MBA留学先での「交渉」の授業内容を配信。といっても最近はもっぱら刺激を受けた本やMBAについて。

ヒトは食べられて進化した

2008-01-29 | 雑記
掲題の本を読みました。
(ドナ・ハート、ロバート・サスマン、化学同人)

タイトルに目を奪われ、斬新な視点だな、と思い手に取ったものです。
簡単に述べると、人類学者が人類学における一大論点に対しスタンスを取って証拠を挙げていき明確に誤謬を論破していく構成です。

で、論点というのが、

-ヒトは猿としては強力な暴力衝動を持った特殊な存在であり、その特殊さこそが独自進化の最たる理由だ(ヒトは狩る側だった)

という20世紀中盤にかけて広まっていったイメージが正しいかどうか、ということです。
西洋にある「人間だけは特別」とする価値観とも連動した議論のようです。

議論としては面白いのですが、どうしても気になることが何点かありました。


1.注が本の中に書いておらず、出版社のウェブサイトに掲載されている

紙の節約と出版社のプロモーションをを兼ねた合理的な手法、なのかもしれませんが、実際問題いちいちウェブサイトにアクセスしてプリントアウトするのも結構面倒なもの。
こうした学術系の本は注が命だと思うのですが、それを読みにくい形にするというのはどうなんでしょう。
いずれにしても初めて見る形式だったのでびっくりしました。

2.タイトルで全て言い尽くされてしまう

内容的に仕方ないのかもしれませんが、基本メッセージがタイトル以上でも以下でもありません。
タイトルは面白いけど、そんだけー?みたいな感が若干否めません。

面白い本だったんですが、ちょっと変わった本だった気がしますね。

アイアムレジェンド

2008-01-06 | 雑記
掲題の映画を見ました。
年末年始のものとしては、話題性も一番だったんじゃないかと思います。

設定とストーリーが命だと思いますので、できるだけ内容を書いてしまわない前提で。
原作の小説(リチャード・マチスン)も読んだので、小説と映画の対比で思ったことを何点か。

1.映画は怖すぎる

とりあえず迫力がありすぎる上に、何となくバイオハザードみたいな世界で、娯楽で見るには個人的には怖すぎた感じがします。
後から振り返るとバイオハザードとは違ってスプラッターシーンはほとんど無いんですけどね。

2.小説の方が現実世界(政治)への皮肉が感じられる

小説と映画では、設定はほぼ同じですがストーリーが(特に後半が)だいぶ違います。
これは読んだ人によるかもしれませんが、小説のストーリーの展開の方が「え?」と思わせると共に、政治や人間の本質のようなものを感じさせた気がします。
小説が書かれたのが50年代だと考えると、当時の第二次大戦を経て、冷戦が始まり、昨日あった共通理解が今日には覆り、昨日までの敵が今日の味方になり、と。
詳しくはネタバレになるので書きませんが(小説を読んだ方は何となく分かってもらえると思います)、映画が総じて

-とりあえず怖い + やっぱりね

な話であるのに対して、小説は

-何となく悲しい + そうくるか!

という印象だと思います。
このあたりは21世紀のハリウッド映画と昔の小説と言う、メディアの差なのかもしれません。
映画でもウィル・スミスの演技自体は悲しみを匂わすものでしたが、やはりCG的なスリル・戦闘シ-ンに負けてしまいます。
映画を見たせいで、活字の醸し出すそこはかとない雰囲気に逆に気付かされた気もします。

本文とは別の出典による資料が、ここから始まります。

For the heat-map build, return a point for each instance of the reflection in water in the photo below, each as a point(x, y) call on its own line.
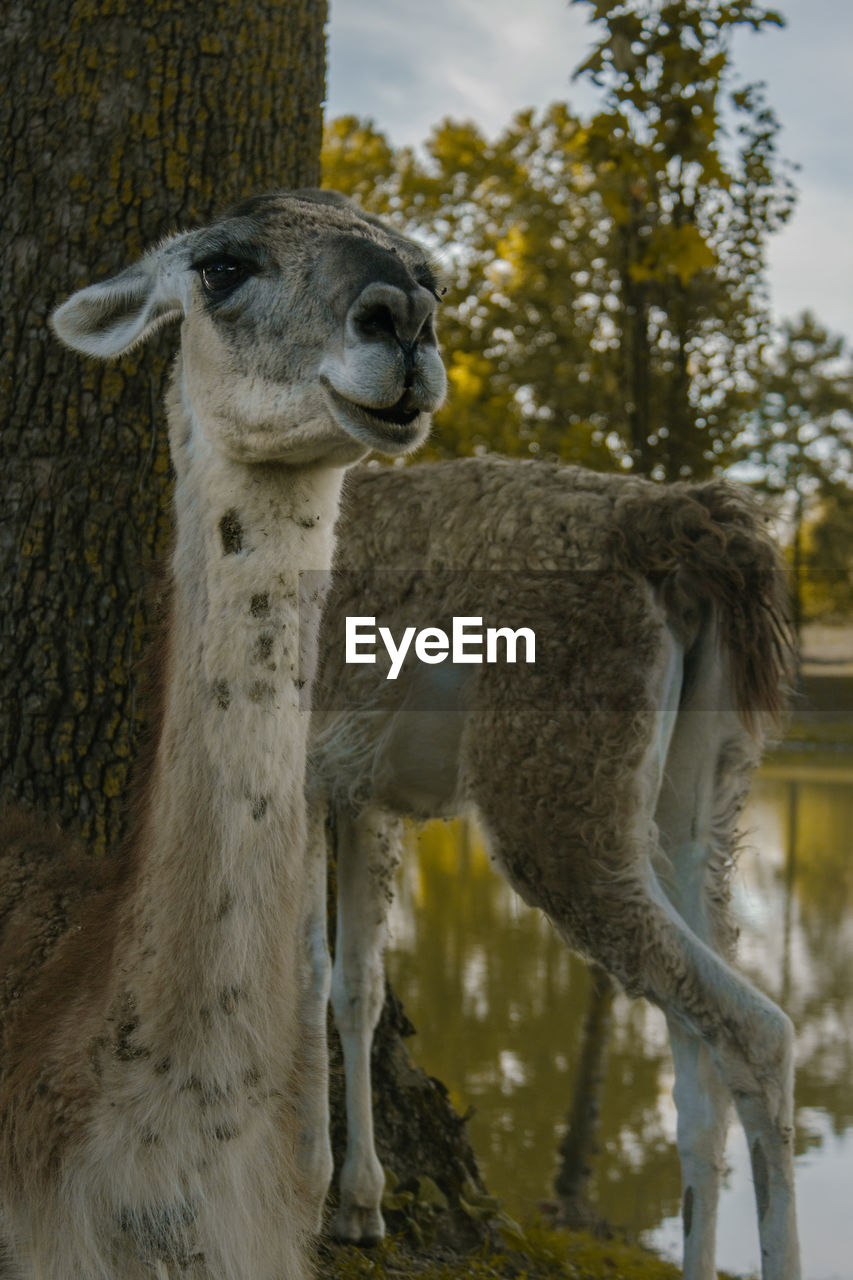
point(500, 1004)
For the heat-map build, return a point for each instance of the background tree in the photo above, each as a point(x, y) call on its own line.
point(688, 218)
point(799, 440)
point(606, 298)
point(121, 120)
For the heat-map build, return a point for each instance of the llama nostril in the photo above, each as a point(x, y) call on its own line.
point(377, 320)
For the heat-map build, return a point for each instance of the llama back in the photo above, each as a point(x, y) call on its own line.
point(702, 544)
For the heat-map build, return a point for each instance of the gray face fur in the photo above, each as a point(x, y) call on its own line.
point(308, 328)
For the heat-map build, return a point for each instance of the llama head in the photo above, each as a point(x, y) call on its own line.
point(308, 329)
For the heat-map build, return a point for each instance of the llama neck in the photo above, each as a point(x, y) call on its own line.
point(223, 831)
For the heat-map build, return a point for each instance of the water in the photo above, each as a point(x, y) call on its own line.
point(500, 1004)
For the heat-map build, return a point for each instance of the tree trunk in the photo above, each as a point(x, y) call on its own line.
point(122, 119)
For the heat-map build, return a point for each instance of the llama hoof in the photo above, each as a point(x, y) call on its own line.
point(356, 1225)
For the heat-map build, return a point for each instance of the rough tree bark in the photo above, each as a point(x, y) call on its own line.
point(121, 120)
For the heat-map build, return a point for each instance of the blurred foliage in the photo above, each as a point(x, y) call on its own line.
point(606, 277)
point(799, 440)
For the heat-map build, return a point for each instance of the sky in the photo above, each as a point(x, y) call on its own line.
point(405, 64)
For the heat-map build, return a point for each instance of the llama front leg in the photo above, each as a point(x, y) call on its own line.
point(368, 855)
point(315, 1147)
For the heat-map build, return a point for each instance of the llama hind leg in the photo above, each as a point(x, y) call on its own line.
point(702, 795)
point(368, 855)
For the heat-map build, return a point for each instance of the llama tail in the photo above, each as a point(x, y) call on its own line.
point(707, 545)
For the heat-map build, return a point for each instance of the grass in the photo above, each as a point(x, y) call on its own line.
point(533, 1252)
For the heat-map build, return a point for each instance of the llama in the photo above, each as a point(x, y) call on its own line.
point(607, 776)
point(151, 1043)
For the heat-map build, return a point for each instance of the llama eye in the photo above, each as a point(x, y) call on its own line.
point(222, 275)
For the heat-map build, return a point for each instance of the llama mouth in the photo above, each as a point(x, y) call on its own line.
point(401, 423)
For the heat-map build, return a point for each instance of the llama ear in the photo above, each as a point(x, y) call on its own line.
point(118, 314)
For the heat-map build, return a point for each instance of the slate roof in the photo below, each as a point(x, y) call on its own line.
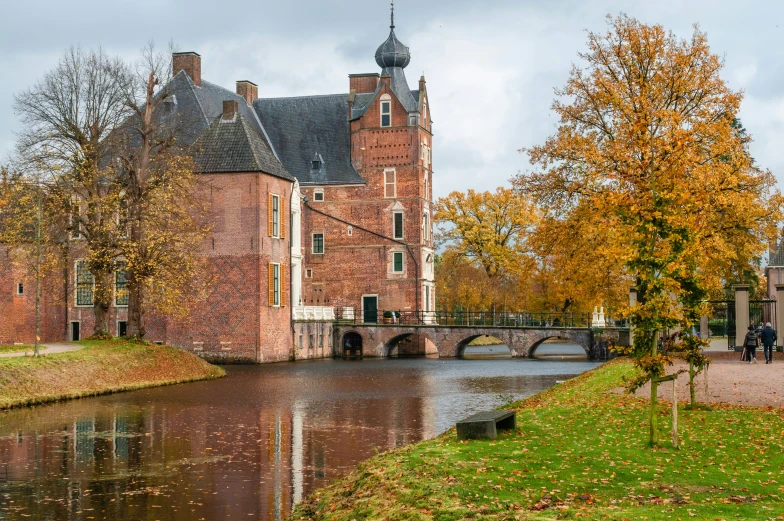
point(199, 106)
point(235, 146)
point(300, 127)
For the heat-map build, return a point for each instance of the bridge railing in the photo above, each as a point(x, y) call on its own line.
point(472, 318)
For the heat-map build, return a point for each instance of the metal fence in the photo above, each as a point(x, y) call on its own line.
point(473, 318)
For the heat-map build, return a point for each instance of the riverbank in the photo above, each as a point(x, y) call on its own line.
point(101, 367)
point(579, 452)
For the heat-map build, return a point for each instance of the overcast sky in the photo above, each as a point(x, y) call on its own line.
point(490, 65)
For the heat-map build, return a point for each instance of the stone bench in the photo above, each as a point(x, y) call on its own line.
point(484, 424)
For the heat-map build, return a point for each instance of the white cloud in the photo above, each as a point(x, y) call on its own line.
point(491, 67)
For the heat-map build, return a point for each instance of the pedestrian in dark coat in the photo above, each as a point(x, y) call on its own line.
point(768, 338)
point(750, 343)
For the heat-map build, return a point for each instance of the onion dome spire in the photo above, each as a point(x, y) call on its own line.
point(392, 53)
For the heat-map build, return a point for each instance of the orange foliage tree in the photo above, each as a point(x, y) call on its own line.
point(484, 235)
point(648, 147)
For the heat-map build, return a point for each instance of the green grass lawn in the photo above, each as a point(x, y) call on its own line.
point(579, 452)
point(101, 367)
point(16, 349)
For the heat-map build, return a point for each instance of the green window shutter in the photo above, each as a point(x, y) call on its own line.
point(397, 258)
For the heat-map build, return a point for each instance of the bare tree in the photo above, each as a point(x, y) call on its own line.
point(161, 195)
point(68, 116)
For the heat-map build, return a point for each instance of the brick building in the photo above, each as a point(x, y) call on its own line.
point(318, 203)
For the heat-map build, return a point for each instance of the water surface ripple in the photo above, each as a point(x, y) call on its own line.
point(248, 446)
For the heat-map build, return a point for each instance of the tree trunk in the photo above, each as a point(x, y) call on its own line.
point(102, 302)
point(692, 392)
point(654, 396)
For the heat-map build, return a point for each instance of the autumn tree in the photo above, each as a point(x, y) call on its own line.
point(67, 118)
point(646, 145)
point(577, 267)
point(488, 230)
point(162, 204)
point(32, 230)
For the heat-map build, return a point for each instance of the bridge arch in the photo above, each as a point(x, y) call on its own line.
point(564, 339)
point(410, 343)
point(351, 344)
point(393, 346)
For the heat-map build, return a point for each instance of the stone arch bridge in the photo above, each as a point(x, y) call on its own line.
point(450, 341)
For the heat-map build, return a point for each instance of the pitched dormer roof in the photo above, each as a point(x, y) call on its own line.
point(235, 146)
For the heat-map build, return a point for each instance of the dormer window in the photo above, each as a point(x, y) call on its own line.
point(317, 162)
point(386, 111)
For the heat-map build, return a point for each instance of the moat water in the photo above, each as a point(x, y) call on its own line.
point(248, 446)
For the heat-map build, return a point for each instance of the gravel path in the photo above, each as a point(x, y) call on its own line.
point(56, 347)
point(730, 381)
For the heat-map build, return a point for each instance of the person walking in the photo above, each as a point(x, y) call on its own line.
point(750, 343)
point(768, 338)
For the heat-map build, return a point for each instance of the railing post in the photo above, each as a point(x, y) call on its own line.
point(741, 311)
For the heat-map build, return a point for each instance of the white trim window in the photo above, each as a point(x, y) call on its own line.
point(390, 183)
point(84, 283)
point(318, 243)
point(276, 285)
point(74, 216)
point(386, 110)
point(398, 262)
point(397, 225)
point(275, 215)
point(121, 296)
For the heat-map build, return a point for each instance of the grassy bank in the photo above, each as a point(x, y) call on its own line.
point(579, 452)
point(101, 367)
point(18, 348)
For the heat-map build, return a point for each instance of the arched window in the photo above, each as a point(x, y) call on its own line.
point(386, 110)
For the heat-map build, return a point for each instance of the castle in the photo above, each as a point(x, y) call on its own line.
point(320, 205)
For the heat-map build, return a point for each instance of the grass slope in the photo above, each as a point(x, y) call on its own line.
point(101, 367)
point(17, 348)
point(579, 452)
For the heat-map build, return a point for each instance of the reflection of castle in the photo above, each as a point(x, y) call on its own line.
point(189, 455)
point(317, 202)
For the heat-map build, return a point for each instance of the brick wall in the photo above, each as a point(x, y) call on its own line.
point(359, 232)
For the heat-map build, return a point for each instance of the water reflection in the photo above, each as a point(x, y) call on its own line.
point(245, 447)
point(561, 351)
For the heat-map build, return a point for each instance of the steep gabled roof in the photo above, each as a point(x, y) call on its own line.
point(235, 146)
point(200, 105)
point(300, 127)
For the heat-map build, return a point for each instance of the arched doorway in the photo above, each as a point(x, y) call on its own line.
point(483, 347)
point(556, 349)
point(352, 345)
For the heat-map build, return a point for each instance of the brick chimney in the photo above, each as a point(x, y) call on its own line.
point(190, 62)
point(363, 83)
point(248, 90)
point(229, 110)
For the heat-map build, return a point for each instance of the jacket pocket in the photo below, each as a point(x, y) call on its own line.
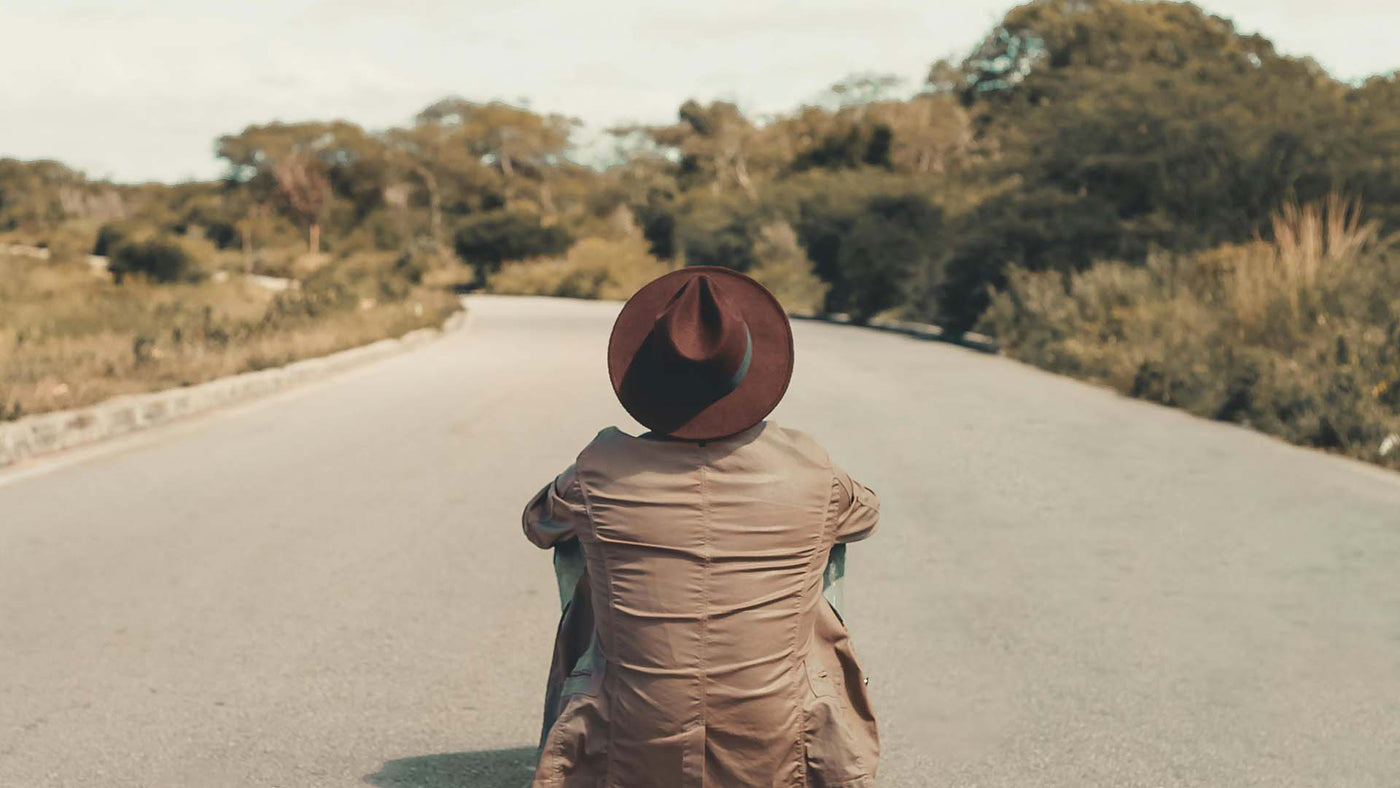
point(576, 748)
point(840, 736)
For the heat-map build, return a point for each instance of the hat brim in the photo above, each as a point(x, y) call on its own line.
point(756, 395)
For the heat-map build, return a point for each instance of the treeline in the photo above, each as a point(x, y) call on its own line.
point(1075, 132)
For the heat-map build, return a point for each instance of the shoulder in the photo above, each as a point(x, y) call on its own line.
point(608, 441)
point(797, 444)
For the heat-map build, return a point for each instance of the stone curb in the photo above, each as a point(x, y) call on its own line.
point(46, 433)
point(970, 340)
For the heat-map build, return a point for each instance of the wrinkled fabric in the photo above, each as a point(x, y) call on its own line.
point(696, 648)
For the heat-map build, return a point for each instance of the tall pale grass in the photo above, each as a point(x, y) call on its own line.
point(1309, 244)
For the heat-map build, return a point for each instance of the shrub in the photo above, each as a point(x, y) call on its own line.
point(161, 259)
point(784, 269)
point(487, 240)
point(109, 237)
point(1298, 336)
point(594, 268)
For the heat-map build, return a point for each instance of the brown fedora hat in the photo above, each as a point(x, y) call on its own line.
point(700, 353)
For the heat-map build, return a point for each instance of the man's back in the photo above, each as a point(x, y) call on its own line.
point(704, 564)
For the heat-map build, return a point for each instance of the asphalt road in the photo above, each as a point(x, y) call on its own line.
point(329, 587)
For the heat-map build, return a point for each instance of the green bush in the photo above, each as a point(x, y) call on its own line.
point(109, 237)
point(786, 270)
point(594, 268)
point(487, 240)
point(1298, 338)
point(160, 259)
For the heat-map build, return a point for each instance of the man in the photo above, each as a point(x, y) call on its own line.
point(696, 648)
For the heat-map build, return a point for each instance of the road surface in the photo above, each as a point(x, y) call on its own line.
point(331, 588)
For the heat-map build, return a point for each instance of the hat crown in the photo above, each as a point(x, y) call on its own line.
point(700, 326)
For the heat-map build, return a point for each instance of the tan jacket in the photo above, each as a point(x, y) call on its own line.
point(697, 650)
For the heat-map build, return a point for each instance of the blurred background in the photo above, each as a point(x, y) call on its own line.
point(1194, 205)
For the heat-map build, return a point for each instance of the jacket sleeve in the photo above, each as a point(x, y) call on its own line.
point(856, 508)
point(556, 512)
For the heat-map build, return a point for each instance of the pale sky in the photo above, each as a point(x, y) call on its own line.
point(139, 90)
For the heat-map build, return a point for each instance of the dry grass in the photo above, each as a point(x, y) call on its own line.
point(1298, 336)
point(69, 338)
point(1283, 279)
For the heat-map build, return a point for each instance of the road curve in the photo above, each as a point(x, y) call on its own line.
point(329, 587)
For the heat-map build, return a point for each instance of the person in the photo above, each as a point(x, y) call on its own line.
point(696, 648)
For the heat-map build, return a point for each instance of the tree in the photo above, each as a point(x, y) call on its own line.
point(520, 144)
point(490, 238)
point(304, 189)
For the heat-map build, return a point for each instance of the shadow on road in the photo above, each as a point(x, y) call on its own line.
point(486, 769)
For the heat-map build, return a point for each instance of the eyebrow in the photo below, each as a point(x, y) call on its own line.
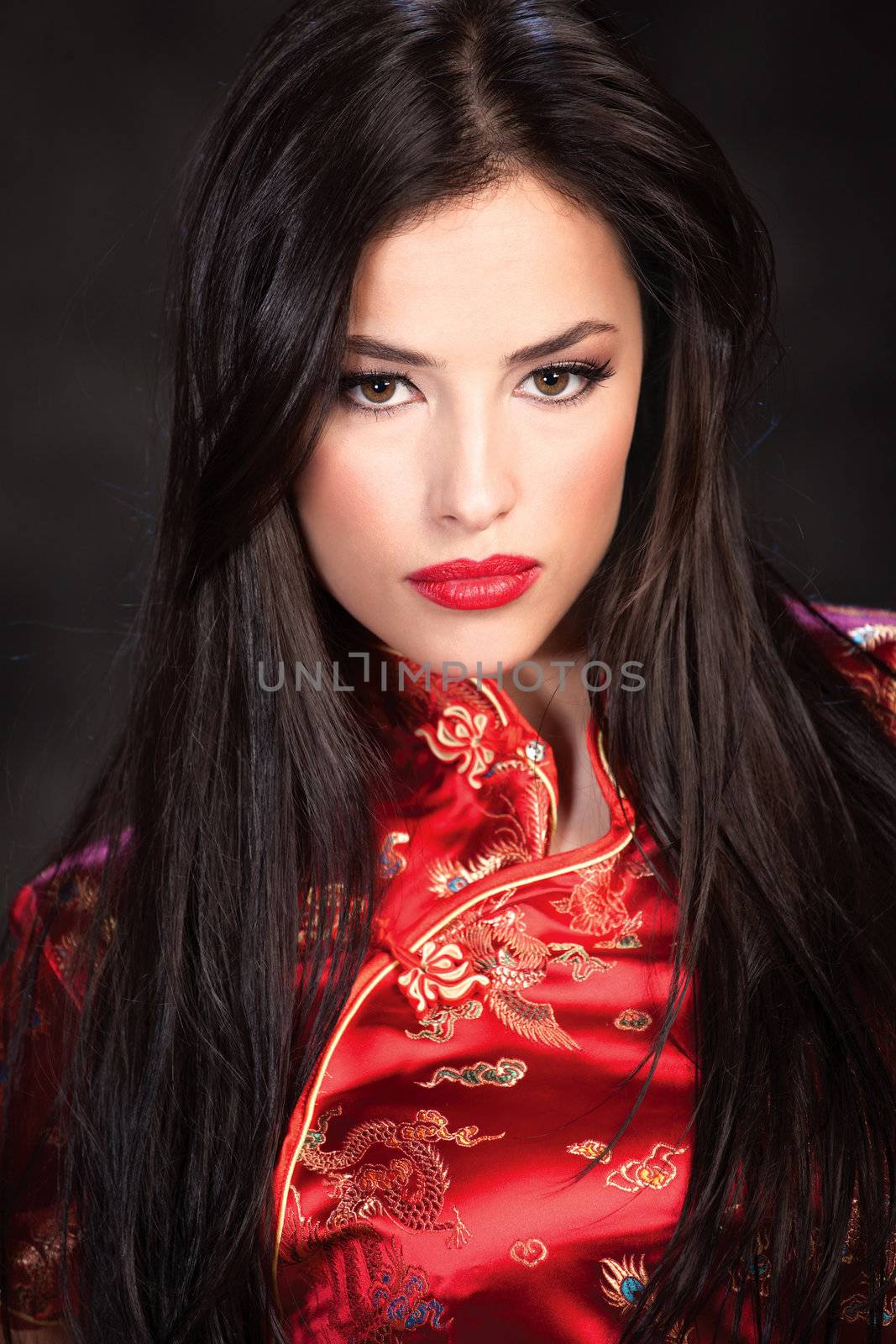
point(550, 346)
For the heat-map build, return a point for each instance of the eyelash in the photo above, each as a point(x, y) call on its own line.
point(594, 374)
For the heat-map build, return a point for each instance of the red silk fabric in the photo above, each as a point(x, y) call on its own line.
point(427, 1183)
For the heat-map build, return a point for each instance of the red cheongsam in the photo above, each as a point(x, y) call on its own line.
point(426, 1183)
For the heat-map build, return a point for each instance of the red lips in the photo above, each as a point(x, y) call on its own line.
point(470, 585)
point(464, 569)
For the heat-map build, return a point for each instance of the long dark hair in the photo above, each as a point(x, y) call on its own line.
point(765, 777)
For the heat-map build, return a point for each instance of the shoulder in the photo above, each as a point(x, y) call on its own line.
point(39, 990)
point(54, 909)
point(860, 642)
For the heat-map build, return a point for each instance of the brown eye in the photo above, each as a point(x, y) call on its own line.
point(378, 389)
point(553, 381)
point(371, 391)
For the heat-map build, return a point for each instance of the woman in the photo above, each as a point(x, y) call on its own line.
point(468, 311)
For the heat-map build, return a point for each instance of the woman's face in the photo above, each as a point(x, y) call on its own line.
point(453, 438)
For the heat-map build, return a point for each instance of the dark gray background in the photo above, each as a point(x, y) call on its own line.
point(102, 102)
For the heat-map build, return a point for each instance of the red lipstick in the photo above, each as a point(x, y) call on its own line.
point(470, 585)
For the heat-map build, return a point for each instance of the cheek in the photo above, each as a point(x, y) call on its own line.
point(344, 510)
point(586, 472)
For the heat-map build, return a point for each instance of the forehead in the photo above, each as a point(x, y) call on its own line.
point(515, 260)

ただいずれにしても、映画も2時間、小説も数時間、どっぷりつかれる中毒性のある内容ではあるので、両方試してみるのがおすすめです。

3.Whyが無い方が純粋

最後に、実はこの作品がその後のゾンビ系ホラー映画(死んだ人が集団で怪物化して生きている人を襲い、サバイバルになる)の元祖だそうで。
そうした意味ではバイオハザードもこの系統の支流に連なる作品かもしれません。
ただ、バイオハザードとこの作品は結構見た後の感じに違いがあるのですが、スプラッター度以外にその理由は何かと考えてみると

-Whyがあるかないか

だと思います。
Whyというのは、

「なぜこんな悲惨な状況になってしまったのか/誰が黒幕か」

という意味です。
バイオハザードはもともとゲームでもあり、映画も含めて、黒幕が解き明かされていく要素がストーリーの大事な部分を占めています。
一方でこちらの場合、Whyは基本的に最初から分かっているので、

-何でこうなったかはいいから、とりあえずどうやって生き残ろうか/どうすればよいのか

に焦点があたります。
バイオハザードのようにWhyがストーリーに入っていると、

「謎の解明が生き延びる目的だし、解明されれば何がしかの目的達成なんだろう」

という暗黙の前提が入ってしまいます。
一方アイアムレジェンドのようにそれがない方が

「そもそも何のために生き残っているんだろう、生き残ってやろうとしていることに意味があるのだろうか」

という生き延びる空しさを問う、より純粋な意味でのサバイバルになっていく気がします。
増して、映画ではウィルスミスが明確な目的を持って、それにすがって生きていこうとしますが、小説ではそんな目的意識すら明確にありません。
そのあたりもまた、全体に漂う悲しみにつながっている気がします。